# Vehicle Seat Covers



## SGrabs33 (Feb 13, 2017)

Wondering is anyone has any recommendations on brands for car seat covers?

We just got my wife a new car and would like to protect the second row captains chairs from car seat wear and other general wear and tear. Also, I have an older 4Runner that could use some new seat covers for the front.

Thanks!


----------



## gijoe4500 (Mar 17, 2017)

What kind of price range are you looking at. $30 seat covers will be vastly different in recommendation than $300 seat covers.


----------



## SGrabs33 (Feb 13, 2017)

gijoe4500 said:


> What kind of price range are you looking at. $30 seat covers will be vastly different in recommendation than $300 seat covers.


Not cheap, middle to high end range please


----------



## MasterMech (Sep 24, 2017)

SGrabs33 said:


> Wondering is anyone has any recommendations on brands for car seat covers?
> 
> We just got my wife a new car and would like to protect the second row captains chairs from car seat wear and other general wear and tear. Also, I have an older 4Runner that could use some new seat covers for the front.
> 
> Thanks!


https://www.coverking.com/seat-covers/custom-seat-covers/heavy-duty-ballistic.html

This is what we have done in my wife's last two vehicles. When we traded in her Terrain, the seats were like new after 4 years of kids and dogs daily abuse. Highly recommended, worth the beans. For the 4Runner, they have other options as well that should fit great and give you whatever look you desire.

Stay away from the universal (doesn't) fit stuff. Way more trouble than they're worth, and that isn't much to begin with.


----------



## gijoe4500 (Mar 17, 2017)

Wet Okole is the brand I want to get for my F150. Around $150-300 depending on what you are looking at. Coverking and Fia are also decent options as well.


----------



## kds (Apr 28, 2017)

MasterMech said:


> Stay away from the universal (doesn't) fit stuff. Way more trouble than they're worth, and that isn't much to begin with.

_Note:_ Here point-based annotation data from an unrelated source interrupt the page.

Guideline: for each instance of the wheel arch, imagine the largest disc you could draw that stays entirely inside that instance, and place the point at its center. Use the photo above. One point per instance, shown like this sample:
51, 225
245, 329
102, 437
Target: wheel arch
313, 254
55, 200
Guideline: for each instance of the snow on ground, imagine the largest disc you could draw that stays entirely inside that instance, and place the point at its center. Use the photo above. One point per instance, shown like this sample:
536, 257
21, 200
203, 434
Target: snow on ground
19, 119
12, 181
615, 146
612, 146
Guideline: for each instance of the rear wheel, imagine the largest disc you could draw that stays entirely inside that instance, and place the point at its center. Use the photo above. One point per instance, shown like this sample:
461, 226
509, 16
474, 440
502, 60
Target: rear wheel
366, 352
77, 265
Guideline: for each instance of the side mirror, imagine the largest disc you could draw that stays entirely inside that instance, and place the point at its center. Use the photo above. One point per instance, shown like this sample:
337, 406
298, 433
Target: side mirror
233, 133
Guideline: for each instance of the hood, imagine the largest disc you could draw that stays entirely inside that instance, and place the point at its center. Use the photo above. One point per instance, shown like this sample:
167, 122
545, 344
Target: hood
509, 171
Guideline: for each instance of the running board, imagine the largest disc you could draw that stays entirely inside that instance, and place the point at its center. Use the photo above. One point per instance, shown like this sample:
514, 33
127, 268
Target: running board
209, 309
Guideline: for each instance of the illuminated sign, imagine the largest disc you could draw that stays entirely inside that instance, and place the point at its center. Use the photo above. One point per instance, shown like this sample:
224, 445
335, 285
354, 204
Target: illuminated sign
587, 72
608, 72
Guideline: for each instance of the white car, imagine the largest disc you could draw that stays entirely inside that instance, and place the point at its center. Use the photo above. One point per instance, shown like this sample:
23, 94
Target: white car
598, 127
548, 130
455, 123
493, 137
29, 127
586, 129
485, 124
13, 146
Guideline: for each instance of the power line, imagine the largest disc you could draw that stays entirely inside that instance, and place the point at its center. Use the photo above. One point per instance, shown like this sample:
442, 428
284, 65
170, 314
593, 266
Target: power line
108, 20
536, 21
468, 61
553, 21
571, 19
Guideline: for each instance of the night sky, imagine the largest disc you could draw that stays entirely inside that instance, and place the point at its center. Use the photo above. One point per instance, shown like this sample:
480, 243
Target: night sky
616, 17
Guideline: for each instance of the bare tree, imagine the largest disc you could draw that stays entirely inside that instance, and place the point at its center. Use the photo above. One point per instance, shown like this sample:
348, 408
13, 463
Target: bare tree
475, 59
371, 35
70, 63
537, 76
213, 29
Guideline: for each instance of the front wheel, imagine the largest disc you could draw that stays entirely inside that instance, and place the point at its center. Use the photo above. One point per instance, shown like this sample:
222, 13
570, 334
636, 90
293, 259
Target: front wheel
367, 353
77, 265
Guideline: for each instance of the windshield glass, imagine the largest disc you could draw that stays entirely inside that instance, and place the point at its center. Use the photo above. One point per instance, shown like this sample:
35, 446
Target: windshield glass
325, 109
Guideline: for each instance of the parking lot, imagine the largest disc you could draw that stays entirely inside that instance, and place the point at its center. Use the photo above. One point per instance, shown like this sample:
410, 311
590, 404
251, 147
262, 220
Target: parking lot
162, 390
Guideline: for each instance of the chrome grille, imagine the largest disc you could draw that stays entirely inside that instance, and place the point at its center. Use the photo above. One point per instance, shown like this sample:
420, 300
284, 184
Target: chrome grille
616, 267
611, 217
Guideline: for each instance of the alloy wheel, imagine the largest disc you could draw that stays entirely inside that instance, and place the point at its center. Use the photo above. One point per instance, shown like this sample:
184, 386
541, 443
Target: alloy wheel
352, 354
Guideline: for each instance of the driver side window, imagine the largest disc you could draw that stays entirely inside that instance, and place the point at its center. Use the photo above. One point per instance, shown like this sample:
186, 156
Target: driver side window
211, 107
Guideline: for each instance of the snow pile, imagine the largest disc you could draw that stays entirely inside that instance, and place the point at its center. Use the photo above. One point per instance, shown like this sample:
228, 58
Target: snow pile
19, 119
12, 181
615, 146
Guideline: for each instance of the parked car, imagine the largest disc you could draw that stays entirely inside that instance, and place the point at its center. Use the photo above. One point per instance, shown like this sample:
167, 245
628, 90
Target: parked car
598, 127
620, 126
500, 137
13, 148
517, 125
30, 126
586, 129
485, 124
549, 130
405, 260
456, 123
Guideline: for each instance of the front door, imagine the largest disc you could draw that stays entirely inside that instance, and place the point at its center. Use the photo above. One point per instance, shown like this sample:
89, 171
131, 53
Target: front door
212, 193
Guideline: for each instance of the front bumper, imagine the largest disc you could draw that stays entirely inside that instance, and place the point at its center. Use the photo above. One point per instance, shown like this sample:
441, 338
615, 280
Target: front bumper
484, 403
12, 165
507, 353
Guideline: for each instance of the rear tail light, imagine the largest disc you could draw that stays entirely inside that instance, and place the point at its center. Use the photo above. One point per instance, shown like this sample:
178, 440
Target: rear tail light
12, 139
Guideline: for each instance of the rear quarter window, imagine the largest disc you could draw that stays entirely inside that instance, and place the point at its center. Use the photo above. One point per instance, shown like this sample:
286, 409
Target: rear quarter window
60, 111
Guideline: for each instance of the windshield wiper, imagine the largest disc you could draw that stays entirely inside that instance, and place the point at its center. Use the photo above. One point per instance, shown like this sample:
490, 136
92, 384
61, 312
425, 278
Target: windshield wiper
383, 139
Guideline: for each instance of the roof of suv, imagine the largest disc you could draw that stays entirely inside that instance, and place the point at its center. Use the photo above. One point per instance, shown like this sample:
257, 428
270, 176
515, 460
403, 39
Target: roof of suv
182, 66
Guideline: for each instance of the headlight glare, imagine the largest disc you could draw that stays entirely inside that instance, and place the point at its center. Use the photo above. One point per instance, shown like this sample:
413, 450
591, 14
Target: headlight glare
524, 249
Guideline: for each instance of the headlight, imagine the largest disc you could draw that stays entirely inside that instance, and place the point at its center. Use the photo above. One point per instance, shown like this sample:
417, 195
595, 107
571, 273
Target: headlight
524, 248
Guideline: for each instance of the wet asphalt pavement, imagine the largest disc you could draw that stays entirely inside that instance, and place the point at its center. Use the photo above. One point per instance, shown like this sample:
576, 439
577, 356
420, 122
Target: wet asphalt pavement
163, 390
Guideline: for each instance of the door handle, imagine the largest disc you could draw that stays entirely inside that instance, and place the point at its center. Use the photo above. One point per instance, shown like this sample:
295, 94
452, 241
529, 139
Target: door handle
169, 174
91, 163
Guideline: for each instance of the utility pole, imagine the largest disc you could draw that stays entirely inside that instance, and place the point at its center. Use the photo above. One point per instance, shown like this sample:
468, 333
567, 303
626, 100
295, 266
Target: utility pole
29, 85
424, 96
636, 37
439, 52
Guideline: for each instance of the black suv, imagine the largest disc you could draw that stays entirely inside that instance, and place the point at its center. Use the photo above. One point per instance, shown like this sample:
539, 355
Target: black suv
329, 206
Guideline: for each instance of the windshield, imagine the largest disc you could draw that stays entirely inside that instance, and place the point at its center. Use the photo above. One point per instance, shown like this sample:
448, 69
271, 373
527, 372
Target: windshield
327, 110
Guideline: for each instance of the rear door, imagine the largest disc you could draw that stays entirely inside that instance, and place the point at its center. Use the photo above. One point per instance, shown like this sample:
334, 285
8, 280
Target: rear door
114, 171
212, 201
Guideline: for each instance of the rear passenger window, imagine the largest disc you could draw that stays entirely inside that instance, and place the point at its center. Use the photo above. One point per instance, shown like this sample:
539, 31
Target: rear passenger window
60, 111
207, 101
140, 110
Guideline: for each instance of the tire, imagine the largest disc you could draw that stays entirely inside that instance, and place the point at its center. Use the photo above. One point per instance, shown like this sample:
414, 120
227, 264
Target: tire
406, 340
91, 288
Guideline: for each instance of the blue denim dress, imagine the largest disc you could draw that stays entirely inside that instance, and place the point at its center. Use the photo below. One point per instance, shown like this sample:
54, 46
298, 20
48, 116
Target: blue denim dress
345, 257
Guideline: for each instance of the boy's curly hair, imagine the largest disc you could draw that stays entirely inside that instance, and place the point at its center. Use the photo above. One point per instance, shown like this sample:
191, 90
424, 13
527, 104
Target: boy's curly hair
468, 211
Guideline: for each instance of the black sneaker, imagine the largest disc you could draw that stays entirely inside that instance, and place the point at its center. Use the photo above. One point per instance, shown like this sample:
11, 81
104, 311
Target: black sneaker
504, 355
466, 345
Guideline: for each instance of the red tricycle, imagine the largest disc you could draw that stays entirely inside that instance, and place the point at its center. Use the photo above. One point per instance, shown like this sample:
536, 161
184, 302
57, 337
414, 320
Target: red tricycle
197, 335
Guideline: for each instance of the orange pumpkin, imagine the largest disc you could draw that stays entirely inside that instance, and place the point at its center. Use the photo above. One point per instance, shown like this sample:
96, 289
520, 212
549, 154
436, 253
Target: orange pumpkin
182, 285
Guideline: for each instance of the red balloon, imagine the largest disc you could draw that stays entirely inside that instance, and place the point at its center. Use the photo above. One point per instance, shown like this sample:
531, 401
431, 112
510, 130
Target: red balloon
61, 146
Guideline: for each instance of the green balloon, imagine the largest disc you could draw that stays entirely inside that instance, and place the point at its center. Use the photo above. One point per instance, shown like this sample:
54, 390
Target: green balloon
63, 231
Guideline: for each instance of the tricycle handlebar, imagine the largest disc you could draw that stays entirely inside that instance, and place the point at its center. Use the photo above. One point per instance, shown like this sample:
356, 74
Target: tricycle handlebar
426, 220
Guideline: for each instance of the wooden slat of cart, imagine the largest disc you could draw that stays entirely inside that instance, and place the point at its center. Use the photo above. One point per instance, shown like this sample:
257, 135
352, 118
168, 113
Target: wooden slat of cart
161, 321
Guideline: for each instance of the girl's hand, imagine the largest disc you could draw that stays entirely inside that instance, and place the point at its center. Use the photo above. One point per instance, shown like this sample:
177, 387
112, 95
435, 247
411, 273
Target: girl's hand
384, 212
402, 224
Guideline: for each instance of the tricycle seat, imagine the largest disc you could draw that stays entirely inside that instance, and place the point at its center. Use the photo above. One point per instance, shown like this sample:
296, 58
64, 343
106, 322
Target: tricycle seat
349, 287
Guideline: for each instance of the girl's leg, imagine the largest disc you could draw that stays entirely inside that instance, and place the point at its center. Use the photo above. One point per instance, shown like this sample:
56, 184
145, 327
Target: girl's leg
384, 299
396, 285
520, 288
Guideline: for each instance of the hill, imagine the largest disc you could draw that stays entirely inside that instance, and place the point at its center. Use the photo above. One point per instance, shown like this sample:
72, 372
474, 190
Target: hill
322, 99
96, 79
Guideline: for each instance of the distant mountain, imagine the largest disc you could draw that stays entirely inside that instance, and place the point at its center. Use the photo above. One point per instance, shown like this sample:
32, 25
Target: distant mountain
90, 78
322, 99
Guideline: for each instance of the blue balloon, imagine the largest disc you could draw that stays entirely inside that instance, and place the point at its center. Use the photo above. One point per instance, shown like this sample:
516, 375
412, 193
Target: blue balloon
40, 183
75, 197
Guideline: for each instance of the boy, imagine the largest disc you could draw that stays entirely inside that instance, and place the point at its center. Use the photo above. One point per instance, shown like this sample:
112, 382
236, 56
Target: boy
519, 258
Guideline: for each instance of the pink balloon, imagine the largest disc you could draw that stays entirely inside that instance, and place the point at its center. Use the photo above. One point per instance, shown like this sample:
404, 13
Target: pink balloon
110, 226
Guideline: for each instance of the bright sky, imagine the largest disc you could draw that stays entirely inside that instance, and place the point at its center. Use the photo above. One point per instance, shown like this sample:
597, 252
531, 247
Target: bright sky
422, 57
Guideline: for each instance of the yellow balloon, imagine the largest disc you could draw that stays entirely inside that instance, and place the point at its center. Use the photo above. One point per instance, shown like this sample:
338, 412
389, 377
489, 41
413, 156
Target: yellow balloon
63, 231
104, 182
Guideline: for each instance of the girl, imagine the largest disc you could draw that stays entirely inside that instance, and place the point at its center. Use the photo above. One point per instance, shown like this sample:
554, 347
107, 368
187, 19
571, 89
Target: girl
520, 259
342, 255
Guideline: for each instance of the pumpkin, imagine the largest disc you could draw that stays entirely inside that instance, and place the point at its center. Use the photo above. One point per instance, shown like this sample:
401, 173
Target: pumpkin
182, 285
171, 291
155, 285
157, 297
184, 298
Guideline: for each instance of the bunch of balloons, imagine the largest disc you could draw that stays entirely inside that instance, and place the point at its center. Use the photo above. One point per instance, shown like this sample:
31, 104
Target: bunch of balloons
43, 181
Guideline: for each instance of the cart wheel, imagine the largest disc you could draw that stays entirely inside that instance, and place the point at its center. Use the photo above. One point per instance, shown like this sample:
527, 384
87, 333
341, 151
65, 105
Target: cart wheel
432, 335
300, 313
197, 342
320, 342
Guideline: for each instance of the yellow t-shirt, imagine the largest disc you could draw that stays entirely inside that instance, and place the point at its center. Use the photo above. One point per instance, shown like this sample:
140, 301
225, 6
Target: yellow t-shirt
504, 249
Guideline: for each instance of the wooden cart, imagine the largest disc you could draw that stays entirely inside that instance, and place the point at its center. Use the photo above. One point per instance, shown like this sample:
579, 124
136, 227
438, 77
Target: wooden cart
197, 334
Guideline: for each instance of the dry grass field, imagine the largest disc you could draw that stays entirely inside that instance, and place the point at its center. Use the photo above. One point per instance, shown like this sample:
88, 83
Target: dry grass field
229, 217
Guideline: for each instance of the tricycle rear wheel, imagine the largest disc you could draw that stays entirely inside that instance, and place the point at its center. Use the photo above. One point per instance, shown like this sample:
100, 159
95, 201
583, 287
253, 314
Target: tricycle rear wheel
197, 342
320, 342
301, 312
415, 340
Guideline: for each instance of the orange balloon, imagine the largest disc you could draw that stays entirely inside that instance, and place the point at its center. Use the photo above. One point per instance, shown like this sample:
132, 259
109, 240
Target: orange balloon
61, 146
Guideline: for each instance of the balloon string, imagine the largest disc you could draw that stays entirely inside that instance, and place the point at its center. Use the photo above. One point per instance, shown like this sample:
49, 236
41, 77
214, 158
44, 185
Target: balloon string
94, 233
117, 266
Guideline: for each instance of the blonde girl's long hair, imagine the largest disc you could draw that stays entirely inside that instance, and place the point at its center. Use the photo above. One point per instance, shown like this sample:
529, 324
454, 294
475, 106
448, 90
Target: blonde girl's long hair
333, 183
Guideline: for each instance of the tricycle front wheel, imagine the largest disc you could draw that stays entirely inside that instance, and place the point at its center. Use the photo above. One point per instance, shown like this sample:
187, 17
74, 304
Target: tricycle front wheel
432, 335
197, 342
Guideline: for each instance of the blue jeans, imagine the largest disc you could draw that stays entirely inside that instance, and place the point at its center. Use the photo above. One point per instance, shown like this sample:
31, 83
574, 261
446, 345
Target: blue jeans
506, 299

I bought a WeatherTech seat protector off Amazon a couple of years ago for the rear bench of my F-150 and despite having to put my year/make/model to find a fit, it turned out to be pretty much a universal cover. The part of the seat you put your butt on isn't fastened to anything, so when my dogs jump into the truck it usually gets pushed back so it doesn't actually protect anything from their muddy paws. I would not recommend it.


----------



## SGrabs33 (Feb 13, 2017)

Great tips from everyone, thanks!

I love going to my wife and giving her info that I get from my "internet friends" :lol:


----------



## FRD135i (Oct 15, 2017)

Saddle man, I got the saddle blanket ones for my dodge 3500 and the quality is amazing. Super thick and durable. Front set was $130. Way underpriced for the quality and customer service. They called just to double check the order before they made it.


----------



## Rockinar (Jul 21, 2017)

My vote goes to Wet Okole. Had them on my Tundra a couple years ago. They fit like a glove.


----------



## SGrabs33 (Feb 13, 2017)

Thanks again to everyone.

I ended up going with CoverKing and I just got them in the mail yesterday. I'll try and update this with my thoughts.

Also, I ordered Weathertech floorliners which we are liking a lot.


----------